At mile 150.9, one mile north of Perry siding, is a spur into the Algoma Central Railway’s former ballast pit. While today this location is abandoned, traces still remain.
At mile 150.9, the mainline switch to the spur. The switch has been completely removed some time ago, but the rails beyond the switch still exist.
Looking down the spur into the ballast pit. Note just past the private road crossing that a switch is still in place in the weeds, although the switchstand has been salvaged and removed from these abandoned tracks:
Abandoned rails in the old pit:
This March 1981 photo of the same location shows that at least for a time this spur was actually used to load pulpwood logs. It’s not clear whether even then the ACR was still actually sourcing any ballast from this pit, or if they obtained it from other sources (slag from various types of smelting operations was also popular on many railways to use for ballast), although the embankments in the background don’t show any signs of fresh excavation:
A bit farther south and upgrade from the switch to the spur, we find a dragging equipment detector (DED). This installation consists of a relay box and a set of paddles between the rails that will trigger an alarm if a piece of hanging or dragging equipment off a railcar hits one of the paddles (the paddles between the rails may be difficult to see in the smaller image, click on the image for a larger view). The gravel road descending to the right travels through the ballast pit area as seen above:
Just to the south of the DED, the road crosses over to the west side of the tracks and passes a pair of small structures. Unsure if these are former railway related maintance buildings or something else (private camp/cabins, railway or lumber company bunkhouses?)
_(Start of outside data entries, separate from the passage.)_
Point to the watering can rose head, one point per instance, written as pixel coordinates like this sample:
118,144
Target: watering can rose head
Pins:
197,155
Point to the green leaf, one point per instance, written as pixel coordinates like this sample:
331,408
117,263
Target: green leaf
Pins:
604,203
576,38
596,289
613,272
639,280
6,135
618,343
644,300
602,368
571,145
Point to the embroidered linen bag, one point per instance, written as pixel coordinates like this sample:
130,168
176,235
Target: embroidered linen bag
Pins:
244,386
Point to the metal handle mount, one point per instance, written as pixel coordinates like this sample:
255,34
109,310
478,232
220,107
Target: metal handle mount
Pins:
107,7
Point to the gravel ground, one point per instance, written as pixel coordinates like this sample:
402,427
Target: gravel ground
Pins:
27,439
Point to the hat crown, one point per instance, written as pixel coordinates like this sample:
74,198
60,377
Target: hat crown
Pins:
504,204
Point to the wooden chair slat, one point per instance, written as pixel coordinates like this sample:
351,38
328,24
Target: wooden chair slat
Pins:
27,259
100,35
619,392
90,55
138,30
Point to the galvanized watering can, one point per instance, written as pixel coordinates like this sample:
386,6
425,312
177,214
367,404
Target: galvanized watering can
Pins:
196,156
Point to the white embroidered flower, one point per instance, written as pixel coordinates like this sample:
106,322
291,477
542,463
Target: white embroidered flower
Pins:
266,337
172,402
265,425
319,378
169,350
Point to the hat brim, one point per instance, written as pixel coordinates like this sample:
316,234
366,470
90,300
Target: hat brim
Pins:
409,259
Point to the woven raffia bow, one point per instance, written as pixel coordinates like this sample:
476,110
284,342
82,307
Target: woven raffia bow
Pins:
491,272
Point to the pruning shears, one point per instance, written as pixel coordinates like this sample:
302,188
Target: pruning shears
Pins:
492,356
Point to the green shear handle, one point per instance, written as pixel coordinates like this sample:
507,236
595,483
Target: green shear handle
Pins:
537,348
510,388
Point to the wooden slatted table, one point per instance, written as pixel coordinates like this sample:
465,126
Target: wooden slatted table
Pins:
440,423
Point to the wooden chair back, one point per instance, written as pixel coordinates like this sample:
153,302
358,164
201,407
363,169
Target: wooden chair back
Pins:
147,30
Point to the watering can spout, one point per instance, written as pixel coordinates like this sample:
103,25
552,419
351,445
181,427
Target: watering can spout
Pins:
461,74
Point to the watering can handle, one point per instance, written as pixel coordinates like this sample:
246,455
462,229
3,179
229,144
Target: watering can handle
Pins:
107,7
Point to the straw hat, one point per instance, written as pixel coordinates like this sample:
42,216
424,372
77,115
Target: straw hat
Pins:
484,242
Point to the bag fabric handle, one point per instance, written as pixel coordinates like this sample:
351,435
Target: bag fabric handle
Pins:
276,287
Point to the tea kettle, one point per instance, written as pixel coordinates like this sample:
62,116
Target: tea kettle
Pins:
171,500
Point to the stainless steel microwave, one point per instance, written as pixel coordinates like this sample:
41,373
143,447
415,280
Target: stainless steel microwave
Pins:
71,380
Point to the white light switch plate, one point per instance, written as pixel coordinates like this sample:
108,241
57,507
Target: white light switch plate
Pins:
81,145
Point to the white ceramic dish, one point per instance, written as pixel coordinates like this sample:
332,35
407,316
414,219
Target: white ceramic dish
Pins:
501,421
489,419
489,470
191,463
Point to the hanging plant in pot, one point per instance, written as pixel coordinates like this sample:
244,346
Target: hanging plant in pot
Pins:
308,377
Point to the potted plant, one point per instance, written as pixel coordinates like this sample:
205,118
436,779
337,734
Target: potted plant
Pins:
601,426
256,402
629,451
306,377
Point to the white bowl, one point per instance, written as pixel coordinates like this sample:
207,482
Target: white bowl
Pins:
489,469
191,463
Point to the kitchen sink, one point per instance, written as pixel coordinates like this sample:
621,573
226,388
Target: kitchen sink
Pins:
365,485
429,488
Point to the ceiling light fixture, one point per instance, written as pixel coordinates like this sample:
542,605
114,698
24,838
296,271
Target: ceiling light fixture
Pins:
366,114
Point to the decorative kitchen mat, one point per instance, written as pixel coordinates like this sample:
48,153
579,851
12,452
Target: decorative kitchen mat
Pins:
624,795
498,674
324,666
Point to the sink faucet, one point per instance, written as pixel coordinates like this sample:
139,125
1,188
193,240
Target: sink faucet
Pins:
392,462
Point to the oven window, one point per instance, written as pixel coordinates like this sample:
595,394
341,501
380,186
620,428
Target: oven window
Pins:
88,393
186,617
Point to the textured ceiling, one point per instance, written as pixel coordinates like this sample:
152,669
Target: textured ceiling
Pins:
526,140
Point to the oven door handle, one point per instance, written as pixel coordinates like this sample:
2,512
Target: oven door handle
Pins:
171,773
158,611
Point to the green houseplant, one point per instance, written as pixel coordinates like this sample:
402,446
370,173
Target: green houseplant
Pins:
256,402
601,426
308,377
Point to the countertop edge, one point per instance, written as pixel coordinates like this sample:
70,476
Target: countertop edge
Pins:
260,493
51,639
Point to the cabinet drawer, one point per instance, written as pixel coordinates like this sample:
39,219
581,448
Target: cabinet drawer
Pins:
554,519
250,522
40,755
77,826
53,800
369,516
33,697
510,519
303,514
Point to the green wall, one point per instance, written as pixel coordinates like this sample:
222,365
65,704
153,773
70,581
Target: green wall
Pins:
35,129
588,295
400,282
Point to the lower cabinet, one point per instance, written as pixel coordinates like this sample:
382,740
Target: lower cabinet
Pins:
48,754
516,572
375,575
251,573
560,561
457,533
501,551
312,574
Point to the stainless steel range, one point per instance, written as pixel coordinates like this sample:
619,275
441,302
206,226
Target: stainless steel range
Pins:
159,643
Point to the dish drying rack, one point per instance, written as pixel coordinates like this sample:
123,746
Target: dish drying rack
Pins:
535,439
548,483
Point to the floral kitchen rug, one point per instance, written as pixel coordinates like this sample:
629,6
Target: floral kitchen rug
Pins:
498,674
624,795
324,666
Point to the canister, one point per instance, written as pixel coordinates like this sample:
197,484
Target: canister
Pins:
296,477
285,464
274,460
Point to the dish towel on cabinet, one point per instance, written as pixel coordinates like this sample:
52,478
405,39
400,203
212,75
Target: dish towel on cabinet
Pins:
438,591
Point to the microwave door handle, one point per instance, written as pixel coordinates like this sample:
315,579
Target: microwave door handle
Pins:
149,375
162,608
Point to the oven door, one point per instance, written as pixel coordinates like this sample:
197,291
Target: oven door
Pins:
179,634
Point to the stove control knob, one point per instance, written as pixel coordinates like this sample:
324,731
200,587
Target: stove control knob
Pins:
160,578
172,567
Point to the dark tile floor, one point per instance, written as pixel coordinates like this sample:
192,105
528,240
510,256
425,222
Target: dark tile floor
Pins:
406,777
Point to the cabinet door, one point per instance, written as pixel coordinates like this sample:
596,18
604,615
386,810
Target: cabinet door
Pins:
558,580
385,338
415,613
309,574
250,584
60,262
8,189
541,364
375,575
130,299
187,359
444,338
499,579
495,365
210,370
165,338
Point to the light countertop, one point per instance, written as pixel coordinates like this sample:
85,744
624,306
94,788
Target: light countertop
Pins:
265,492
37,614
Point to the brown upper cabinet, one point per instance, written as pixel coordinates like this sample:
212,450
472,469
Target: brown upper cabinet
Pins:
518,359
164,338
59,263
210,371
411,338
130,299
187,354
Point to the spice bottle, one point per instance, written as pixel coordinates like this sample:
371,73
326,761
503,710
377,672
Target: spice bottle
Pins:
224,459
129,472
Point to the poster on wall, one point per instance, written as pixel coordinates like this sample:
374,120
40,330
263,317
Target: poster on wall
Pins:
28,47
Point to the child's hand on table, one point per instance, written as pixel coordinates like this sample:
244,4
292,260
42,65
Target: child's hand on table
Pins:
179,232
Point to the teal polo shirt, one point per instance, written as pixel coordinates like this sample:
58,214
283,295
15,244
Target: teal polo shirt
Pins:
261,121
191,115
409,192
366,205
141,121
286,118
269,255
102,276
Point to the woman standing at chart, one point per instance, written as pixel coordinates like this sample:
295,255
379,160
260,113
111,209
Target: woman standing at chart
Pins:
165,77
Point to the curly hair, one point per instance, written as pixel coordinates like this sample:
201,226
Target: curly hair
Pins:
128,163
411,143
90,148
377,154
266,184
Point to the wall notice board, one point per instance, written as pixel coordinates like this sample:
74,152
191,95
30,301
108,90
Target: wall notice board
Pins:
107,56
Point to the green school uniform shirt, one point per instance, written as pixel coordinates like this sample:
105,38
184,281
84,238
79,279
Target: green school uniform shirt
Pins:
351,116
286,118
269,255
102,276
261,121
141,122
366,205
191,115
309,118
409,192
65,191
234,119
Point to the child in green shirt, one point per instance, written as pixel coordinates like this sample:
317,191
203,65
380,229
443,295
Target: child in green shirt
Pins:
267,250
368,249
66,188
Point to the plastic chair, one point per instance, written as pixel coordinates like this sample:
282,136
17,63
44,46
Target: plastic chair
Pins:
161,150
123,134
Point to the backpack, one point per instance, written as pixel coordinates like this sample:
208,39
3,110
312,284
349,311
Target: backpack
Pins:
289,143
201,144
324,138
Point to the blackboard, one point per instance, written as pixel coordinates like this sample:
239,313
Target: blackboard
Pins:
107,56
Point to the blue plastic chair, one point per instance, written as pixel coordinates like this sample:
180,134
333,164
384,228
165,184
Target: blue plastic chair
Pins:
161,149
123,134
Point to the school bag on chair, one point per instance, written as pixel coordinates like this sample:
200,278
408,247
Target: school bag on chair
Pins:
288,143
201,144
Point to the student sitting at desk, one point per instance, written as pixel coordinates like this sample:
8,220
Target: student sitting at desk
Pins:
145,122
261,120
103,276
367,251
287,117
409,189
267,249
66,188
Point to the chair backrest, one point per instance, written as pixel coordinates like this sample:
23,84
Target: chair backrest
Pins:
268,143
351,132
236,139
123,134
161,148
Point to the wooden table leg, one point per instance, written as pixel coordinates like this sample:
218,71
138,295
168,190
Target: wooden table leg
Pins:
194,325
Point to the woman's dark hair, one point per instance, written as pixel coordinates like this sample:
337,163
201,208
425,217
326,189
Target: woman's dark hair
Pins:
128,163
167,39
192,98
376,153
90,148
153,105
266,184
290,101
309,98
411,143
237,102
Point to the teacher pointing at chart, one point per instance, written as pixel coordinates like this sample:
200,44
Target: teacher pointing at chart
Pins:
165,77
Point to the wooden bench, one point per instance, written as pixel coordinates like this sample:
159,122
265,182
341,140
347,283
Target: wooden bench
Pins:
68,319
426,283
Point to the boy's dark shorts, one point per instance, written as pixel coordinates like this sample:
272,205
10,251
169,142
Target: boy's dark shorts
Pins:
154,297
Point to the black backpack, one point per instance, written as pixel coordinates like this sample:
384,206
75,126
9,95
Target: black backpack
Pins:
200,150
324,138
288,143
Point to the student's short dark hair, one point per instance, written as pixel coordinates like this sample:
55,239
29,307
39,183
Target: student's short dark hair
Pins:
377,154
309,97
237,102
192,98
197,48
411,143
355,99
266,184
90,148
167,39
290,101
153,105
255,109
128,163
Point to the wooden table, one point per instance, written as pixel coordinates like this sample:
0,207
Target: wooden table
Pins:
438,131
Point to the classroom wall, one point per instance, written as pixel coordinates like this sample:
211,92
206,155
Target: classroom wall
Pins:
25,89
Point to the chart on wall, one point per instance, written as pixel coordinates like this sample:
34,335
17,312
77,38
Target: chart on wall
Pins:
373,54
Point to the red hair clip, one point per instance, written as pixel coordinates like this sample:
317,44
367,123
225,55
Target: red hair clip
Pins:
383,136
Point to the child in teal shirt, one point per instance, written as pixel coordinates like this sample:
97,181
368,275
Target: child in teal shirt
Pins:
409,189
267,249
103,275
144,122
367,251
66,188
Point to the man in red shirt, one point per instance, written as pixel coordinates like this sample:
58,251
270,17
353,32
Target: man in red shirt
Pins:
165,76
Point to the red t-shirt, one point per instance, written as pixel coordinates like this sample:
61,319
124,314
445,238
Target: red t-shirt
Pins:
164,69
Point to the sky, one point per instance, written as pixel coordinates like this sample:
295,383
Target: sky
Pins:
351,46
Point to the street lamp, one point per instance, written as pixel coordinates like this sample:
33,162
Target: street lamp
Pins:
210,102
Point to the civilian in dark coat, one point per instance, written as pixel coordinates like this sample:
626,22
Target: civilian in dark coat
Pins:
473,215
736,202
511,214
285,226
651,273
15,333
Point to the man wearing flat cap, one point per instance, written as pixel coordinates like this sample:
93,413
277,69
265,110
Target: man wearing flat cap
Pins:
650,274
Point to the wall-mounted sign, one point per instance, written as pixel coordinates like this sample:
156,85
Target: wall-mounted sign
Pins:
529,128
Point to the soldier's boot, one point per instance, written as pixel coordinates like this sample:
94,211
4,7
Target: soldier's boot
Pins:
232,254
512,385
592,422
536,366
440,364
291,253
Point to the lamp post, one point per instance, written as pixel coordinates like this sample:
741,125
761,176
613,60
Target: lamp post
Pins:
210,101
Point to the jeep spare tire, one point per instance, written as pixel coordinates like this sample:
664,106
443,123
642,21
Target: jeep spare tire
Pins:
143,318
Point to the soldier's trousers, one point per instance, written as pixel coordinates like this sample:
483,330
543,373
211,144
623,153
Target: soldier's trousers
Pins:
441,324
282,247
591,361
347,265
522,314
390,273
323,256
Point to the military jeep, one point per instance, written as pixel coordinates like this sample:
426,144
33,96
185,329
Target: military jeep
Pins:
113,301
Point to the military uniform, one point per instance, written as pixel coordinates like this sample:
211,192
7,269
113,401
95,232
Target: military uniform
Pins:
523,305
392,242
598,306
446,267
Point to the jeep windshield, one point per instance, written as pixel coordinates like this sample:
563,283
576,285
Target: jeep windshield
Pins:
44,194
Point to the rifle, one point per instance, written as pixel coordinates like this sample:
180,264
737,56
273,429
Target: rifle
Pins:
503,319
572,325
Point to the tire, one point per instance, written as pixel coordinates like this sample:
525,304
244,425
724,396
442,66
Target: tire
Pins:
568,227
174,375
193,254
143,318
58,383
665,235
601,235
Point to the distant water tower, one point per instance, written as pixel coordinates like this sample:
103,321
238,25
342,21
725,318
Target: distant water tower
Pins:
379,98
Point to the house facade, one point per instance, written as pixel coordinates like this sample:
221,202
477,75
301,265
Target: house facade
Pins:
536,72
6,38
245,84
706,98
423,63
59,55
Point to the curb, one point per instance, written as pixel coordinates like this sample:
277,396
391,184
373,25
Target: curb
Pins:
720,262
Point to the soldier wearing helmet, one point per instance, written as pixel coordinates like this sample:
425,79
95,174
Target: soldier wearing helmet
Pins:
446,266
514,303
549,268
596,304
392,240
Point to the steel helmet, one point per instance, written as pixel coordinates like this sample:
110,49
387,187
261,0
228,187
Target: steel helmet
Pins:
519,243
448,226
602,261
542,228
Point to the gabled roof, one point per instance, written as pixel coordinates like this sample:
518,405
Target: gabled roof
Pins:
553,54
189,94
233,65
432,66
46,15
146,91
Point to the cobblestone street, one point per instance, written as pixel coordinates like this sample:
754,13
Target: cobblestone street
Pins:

Just a little bit farther down, and on the opposite side of the tracks, is this little collection of small structures. This appears likely to have been a private cabin. The bordered area between the main cabin and the smaller sheds looks like it could have once been a garden. And while you can’t see it in the smaller image, in the original large image I found the handle of an abandoned push lawn mower sitting in the weeds behind the sheds:
At this point we’re only a couple hundred meters north of the Perry section house, with the trees closing in on both sides forming a nice separation between these scenes and the railway structures at the north end of Perry siding.